第4章 組織犯罪対策 

4 暴力団排除活動の推進

(1)国及び地方公共団体における暴力団排除活動

国及び地方公共団体は、平成 21年12月、犯罪対策閣僚会議の下に設置された暴力団取締り等総合対策ワーキングチーム(以下「ワーキングチーム」という。)における申合せ等に基づき、警察と連携して、受注業者の指名基準や契約書に暴力団排除条項(注)(下請契約、再委託契約等に係るものを含む。)を盛り込むほか、受注業者に対して、暴力団員等に不当に介入された場合の警察への通報等を義務付けるなどの取組を推進している。

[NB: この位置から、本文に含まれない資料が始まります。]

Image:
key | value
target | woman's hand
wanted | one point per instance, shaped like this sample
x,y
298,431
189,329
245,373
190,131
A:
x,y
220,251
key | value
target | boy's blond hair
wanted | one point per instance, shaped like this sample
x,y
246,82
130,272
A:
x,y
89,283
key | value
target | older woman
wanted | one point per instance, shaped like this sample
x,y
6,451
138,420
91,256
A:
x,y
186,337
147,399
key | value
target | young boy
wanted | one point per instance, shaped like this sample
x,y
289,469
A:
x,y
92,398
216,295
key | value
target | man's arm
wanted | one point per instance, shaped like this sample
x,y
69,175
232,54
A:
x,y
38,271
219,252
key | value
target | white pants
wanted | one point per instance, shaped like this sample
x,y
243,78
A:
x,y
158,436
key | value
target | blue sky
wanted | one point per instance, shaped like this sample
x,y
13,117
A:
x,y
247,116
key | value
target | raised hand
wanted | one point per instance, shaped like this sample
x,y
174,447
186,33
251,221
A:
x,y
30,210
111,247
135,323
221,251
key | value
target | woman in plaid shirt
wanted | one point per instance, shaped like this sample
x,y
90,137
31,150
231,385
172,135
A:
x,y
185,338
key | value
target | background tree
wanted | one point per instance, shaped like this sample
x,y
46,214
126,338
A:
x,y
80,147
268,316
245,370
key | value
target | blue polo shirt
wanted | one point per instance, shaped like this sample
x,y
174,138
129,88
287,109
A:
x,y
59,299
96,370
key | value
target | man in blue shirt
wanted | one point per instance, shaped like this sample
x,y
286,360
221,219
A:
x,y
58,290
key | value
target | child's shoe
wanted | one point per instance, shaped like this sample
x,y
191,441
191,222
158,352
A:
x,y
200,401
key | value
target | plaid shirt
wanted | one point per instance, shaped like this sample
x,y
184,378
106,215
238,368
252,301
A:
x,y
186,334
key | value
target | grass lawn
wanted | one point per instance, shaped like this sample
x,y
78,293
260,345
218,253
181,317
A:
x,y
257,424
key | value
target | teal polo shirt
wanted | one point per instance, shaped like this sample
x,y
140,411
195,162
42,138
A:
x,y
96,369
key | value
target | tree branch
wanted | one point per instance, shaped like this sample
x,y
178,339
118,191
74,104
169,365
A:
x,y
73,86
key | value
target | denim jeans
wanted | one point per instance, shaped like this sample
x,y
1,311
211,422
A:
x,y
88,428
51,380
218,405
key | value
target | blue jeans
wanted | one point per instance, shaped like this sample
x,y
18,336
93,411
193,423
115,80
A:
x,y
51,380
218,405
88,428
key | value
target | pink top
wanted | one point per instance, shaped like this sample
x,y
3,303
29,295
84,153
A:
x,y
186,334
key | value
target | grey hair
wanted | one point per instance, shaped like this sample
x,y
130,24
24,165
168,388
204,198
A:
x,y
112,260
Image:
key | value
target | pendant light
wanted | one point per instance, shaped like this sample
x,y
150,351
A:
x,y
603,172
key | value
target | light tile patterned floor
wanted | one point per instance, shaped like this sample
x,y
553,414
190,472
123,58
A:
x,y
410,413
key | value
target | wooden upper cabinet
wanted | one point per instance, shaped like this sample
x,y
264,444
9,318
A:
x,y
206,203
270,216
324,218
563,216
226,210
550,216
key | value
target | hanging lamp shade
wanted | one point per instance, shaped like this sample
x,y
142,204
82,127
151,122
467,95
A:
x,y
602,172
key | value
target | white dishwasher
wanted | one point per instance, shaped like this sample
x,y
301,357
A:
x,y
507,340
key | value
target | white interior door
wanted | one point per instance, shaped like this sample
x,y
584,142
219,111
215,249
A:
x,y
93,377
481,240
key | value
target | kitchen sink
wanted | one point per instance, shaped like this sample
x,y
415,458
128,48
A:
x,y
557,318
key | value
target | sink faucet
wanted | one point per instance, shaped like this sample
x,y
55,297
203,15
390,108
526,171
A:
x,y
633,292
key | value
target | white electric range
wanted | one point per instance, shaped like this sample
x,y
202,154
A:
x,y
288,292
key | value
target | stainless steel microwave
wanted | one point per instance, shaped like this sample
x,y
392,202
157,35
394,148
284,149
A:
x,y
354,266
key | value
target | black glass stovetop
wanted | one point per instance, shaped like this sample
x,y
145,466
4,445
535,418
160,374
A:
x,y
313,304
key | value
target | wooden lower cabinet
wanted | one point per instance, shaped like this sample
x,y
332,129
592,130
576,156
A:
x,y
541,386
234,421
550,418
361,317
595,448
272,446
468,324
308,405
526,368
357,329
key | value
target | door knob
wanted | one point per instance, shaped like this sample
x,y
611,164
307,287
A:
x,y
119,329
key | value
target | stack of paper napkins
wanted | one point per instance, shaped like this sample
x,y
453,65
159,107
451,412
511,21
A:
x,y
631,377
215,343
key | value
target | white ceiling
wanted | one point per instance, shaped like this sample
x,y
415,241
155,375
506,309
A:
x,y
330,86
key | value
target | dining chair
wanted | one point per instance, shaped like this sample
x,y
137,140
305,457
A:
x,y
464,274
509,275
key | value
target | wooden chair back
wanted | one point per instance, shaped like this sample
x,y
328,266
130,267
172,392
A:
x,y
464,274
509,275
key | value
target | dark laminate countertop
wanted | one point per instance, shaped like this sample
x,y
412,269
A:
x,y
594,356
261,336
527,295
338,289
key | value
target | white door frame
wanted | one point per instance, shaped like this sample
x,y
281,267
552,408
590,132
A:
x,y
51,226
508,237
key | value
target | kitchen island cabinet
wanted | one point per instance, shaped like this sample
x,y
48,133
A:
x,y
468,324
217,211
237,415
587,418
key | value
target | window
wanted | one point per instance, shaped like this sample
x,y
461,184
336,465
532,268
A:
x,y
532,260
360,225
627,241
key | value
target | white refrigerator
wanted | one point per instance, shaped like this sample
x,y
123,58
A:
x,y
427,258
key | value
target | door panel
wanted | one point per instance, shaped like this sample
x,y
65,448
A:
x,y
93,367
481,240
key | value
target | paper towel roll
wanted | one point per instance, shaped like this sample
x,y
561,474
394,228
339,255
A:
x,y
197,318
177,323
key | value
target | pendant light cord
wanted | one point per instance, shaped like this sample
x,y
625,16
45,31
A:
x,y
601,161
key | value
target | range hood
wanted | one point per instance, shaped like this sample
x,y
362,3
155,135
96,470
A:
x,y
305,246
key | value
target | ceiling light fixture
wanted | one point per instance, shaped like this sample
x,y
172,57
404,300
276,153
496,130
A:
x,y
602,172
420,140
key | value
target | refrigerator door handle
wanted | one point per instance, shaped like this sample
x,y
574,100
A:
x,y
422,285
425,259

また、民間工事等に関係する業界及び独立行政法人に対しても同様の取組が推進されるよう所要の指導・要請を行っている。

注:法令、規約及び契約書等に設けられている条項であって、許可等を取得する者、事務の委託の相手方、契約等の取引の相手方等から暴力団員等の暴力団関係者又は暴力団関係企業を排除する旨を規定する条項

(2)各種事業・取引等からの暴力団排除

① 各種事業における暴力団排除

警察では、暴力団の資金源を遮断するため、関係機関・団体と連携して、貸金業、建設業等の各種事業からの暴力団排除を推進している。

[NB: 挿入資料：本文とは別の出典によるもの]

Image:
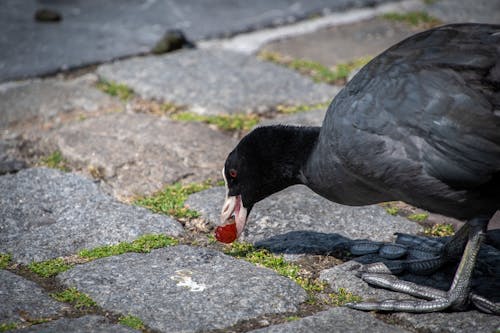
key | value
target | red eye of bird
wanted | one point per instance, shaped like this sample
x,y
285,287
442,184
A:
x,y
233,173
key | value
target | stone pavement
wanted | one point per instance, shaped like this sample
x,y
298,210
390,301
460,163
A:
x,y
79,231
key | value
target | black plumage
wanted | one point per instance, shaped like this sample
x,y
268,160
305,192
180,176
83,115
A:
x,y
420,123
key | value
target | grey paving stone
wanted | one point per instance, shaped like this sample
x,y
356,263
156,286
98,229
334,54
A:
x,y
95,31
457,322
212,81
45,99
297,220
307,118
185,289
343,43
21,298
142,153
85,324
45,213
334,320
455,11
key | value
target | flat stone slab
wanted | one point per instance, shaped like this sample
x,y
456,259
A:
x,y
306,118
143,153
85,324
297,220
116,28
22,298
45,213
185,289
334,320
213,81
44,100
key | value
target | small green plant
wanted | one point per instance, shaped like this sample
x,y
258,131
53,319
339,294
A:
x,y
235,122
5,260
171,200
418,19
342,297
392,210
290,109
4,327
50,267
112,88
143,244
78,299
132,321
55,161
418,217
440,230
317,71
263,257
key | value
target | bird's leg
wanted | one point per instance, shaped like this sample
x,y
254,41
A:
x,y
457,297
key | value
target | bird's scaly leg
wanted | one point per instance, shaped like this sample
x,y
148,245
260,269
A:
x,y
459,295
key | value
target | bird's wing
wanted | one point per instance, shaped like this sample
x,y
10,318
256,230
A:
x,y
428,108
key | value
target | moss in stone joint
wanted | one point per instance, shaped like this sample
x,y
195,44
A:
x,y
237,122
112,88
342,297
78,299
170,200
440,230
418,217
318,72
50,267
55,161
263,257
132,321
419,19
5,260
143,244
4,327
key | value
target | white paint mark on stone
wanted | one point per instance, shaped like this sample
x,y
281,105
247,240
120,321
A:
x,y
184,279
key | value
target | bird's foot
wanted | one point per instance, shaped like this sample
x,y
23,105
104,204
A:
x,y
429,299
424,256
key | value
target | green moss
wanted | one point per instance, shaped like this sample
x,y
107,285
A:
x,y
50,267
4,327
440,230
171,200
235,122
392,210
263,257
318,72
418,217
143,244
132,321
112,88
78,299
342,297
290,109
416,19
5,260
55,161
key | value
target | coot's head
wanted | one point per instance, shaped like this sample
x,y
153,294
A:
x,y
265,161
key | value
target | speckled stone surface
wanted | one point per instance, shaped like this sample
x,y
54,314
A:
x,y
185,289
214,81
45,213
334,320
22,298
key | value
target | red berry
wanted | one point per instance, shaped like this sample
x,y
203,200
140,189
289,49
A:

また、近年各種事業から暴力団関係企業等を排除するため、法令等において暴力団排除条項の整備が進んでいる。平成25年中は、同年4月に施行された使用済小型電子機器等の再資源化の促進に関する法律及び同年12月に施行された改正後の不動産特定共同事業法において、それぞれ暴力団排除条項が盛り込まれた。

② 各種取引における暴力団排除

近年、暴力団の資金獲得活動が巧妙化・不透明化していることから、企業が、取引先が暴力団関係企業等であると気付かずに経済取引を行ってしまうことを防ぐため、「企業が反社会的勢力による被害を防止するための指針」(平成19年6月、犯罪対策閣僚会議幹事会申合せ)(注)及び 22年12月のワーキングチームにおける申合せに基づき、警察では関係機関・団体と連携を強化し、各種取引における暴力団排除を推進している。

注:企業が反社会的勢力による被害を防止するための基本的な理念や具体的な対応について取りまとめたもの

コラム④ 東日本大震災の復旧・復興事業からの暴力団排除等の取組

東日本大震災の復旧・復興事業には、官民問わず、長期にわたり多額の資金が投入されることから、暴力団等が各種事業に介入して、違法行為を敢行したり、活動資金を獲得したりするおそれがある。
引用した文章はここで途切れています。